Io era venuto a Fasuglu coll’intenzione di penetrare direttamente di là ai paesi Galla, epperciò coglieva tutte le circostanze per informarmi. Fasuglu si trova [p. 385] sulla via occidentale del fiume azzurro, e mi facevano vedere dei paesi Galla all’oriente; lontani da quanto mi dicevano, non più di cinque o sei giorni di viaggio, ma tutti mi dicevano essere una strada impraticabile. Dal calcolo che io faceva non dovevano essere quelli paesi Galla, ma piuttosto il Gogiam da me già conosciuto. Un’antico uffiziale settuagenario, il quale era stato alla [1832] guerra della Siria sotto il comando di Hibraim Pascià, si trovava in Fasuglu custode dell’antico arsenale fatto [costruire] da Mahumed Haly, e stato suo Pagio. Nella giornata passava qualche ora con lui, perché parlava molto bene italiano. Questi era stato due volte in Abissinia, mandato dal governo con alcuni altri come ambasciatore a Ras Aly. La strada che egli mi avrebbe consigliato sarebbe stata un poco più verso il Nord, e mi avrebbe portato al lago di Tsana, cosa che non mi quadrava.

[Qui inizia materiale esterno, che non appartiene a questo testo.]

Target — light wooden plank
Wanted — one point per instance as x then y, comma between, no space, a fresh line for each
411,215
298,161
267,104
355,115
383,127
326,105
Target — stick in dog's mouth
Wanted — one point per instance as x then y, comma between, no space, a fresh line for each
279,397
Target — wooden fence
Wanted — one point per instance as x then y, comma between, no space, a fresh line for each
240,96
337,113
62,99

il custode dell’arsenale mi parla di Fadassi più al sud;
i mercanti mi parlano di Matamma, e di Dunkur.
Io avrei voluto aprire una strada più al Sud che mi gettasse proprio più nell’interno dei paesi Galla per levarmi da [tut]te le complicazioni dell’Abissinia. L’uffiziale suddetto, supponendomi una spia, non era persuaso che io volessi andare, ed io ancora mi guardava dall’esternare tutti i miei piani. Egli mi parlò di Fadassi, dove i Galla vengono al mercato, e mi diceva che da Gassan a Fadassi vi era una mezza giornata di viaggio. Alcuni mercanti venuti da Gadaref, i quali erano venuti carichi di Sale e di Caffè mi esortavano al viaggio di Matamma, di dove, unito ai mercanti di Dunkur, avrei potuto andare direttamente ai paesi Galls girando intorno all’Abissinia, ma anche questa [via] non mi piaceva, perché bisognava sempre essere sotto l’influenza dell’Abissinia. Posto che io era venuto sino a Fasuglu, io voleva ad ogni costo [p. 386] /243/ esaurire tutti i tentativi per aprirmi la strada dai confini egiziani ai Galla.

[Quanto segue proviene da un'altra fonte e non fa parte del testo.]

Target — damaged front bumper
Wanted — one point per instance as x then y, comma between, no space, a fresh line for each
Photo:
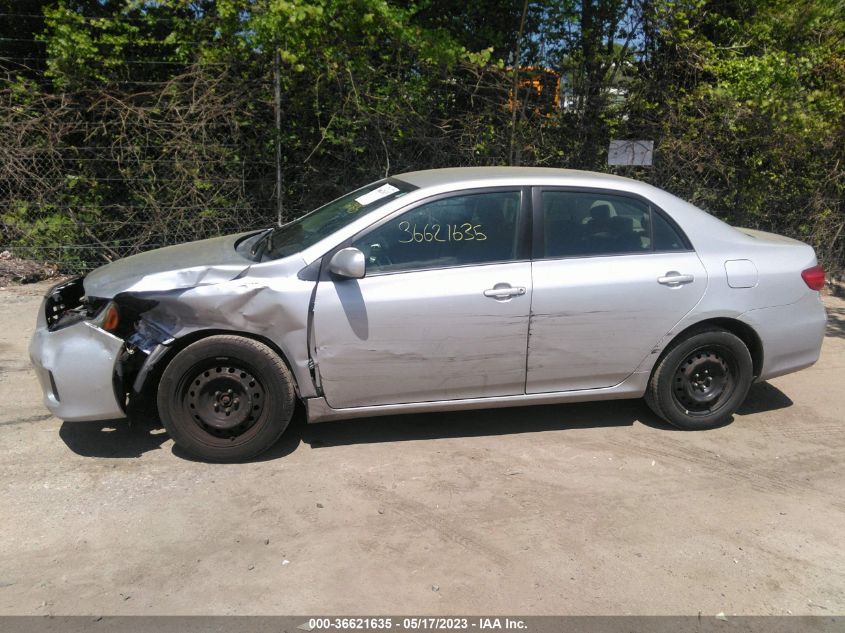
78,368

progetto di partenza per Gassan;
disposizioni prese a questo scopo.
Come ogni settimana partiva da Fasuglu a Gassan una compagnia di 100. soldati, e venivano di là altri cento a Fasuglu per le corrispondenze settimanali, e per mandare a quello stabilimento delle miniere dell’oro le necessarie provisioni, io ho fatto il piano di partire per Gassan per tentare il passo di Fadassi. Ne ho parlato al comandante, affinché mi facesse preparare le bestie per il viaggio. Il domestico mi preparò il mio decotto di tamarindi, e preso questo nei due giorni che mi restavano ancora, e quindi il kinino, nel giorno fisso colla Compagnia del soldati siamo partiti.

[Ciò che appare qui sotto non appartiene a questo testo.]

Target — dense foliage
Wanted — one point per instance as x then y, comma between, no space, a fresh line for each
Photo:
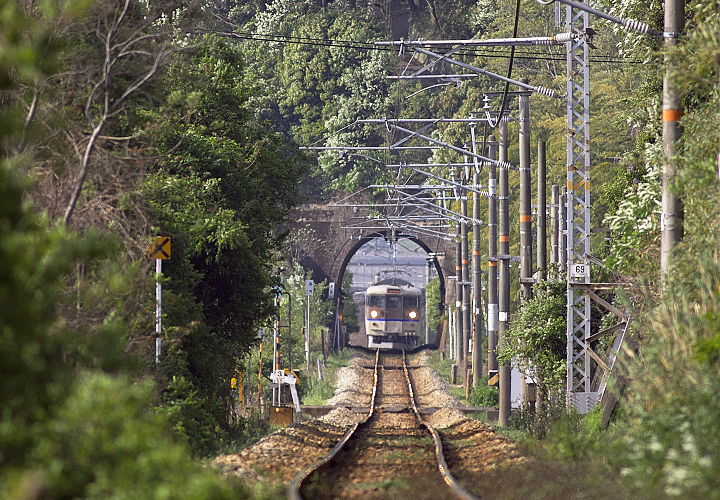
120,120
536,341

partenza da Fasuglu per Gassan;
direzione della strada;
veduta di Tabi.
Da Fasuglu a Gassan vi sono tre giorni di viaggio per paesi deserti, perché il Tabi non molto lontano all’ovest della nostra strada non lasciava [le] popolazioni turke in pace in tutti quei contorni, essendo stati trucidati più volte tutti i soldati egiziani. Appena sortiti da Fasuglu questo gruppo di montagne di Tabi si presenta allo sguardo verso sud ovest, a misura che si progredisce nel viaggio, gira all’ovest, ed arrivando verso Gassan resta al Nord ovest, sempre a distanza di mezza giornata di viaggio in mezzo alla gran pianura dei Dinka.

Verso sera del primo giorno si incommincia a trovare ossame di morti, epperciò la carovana cammina con gran cautela.

bivac della sera;
conferenze con un soldato nativo di Tabi.
La sera al bivac si mettono le donne ed i ragazzi in mezzo, ed i soldati [p. 387] all’intorno. Io poi fui obligato [a] prendere stazione vicino allo stesso uffiziale capo della compagnia. Come frà i soldati si trovava uno proprio nativo di Tabi, ho voluto prendere informazioni, facendo parlare con lui il mio domestico.

Da quanto diceva questi [diceva] tutto quel gruppo di montagne era popolatissimo, e si trovava colà una coltivazione vivissima. La popolazione era retta da un Regolo, il quale era nel paese molto venerato. La lingua di Tabi è un dialetto che ha molta relazione colla lingua Dinka. Molti Dinka dei paesi bassi intorno alle montagne pagano tributo a Tabi. Sulle altezze delle montagne fa anche freddo, in modo che gli abitanti hanno bisogno di essere vestiti di grossi drappi che si fanno in paese. Quello sarebbe veramente stato un paese da farsi centro di una missione, quando fosse stato possibile penetrarvi, ma hoc opus hic labor.

detagli sopra i Tabi prima degli egiziani in Fasuglu. Da quanto ho potuto ricavare, prima che si stabilissero i Turki dell’Egitto Tabi era in relazione con tutte le popolazioni dei contorni, ed in Fasuglu stesso, si contavano ancora alcuni che avevano parenti colà, ma /244/ dopo si sono affatto separati. [Del]Le stesse popolazioni di Fasuglu molti sono fuggiti a Tabi. Da principio non avendo fucili i Tabi temevano, ma dopo molti soldati egiziani essendo fuggiti là con fucili, essi stessi nelle diverse battaglie cogli egiziani avendone trovato molti, [p. 388] i Tabi sono divenuti più forti a segno che da principio bastavano 50. soldati per la carovana trà Fasuglu e Gassan, mentre dopo appena basta[va]no cento.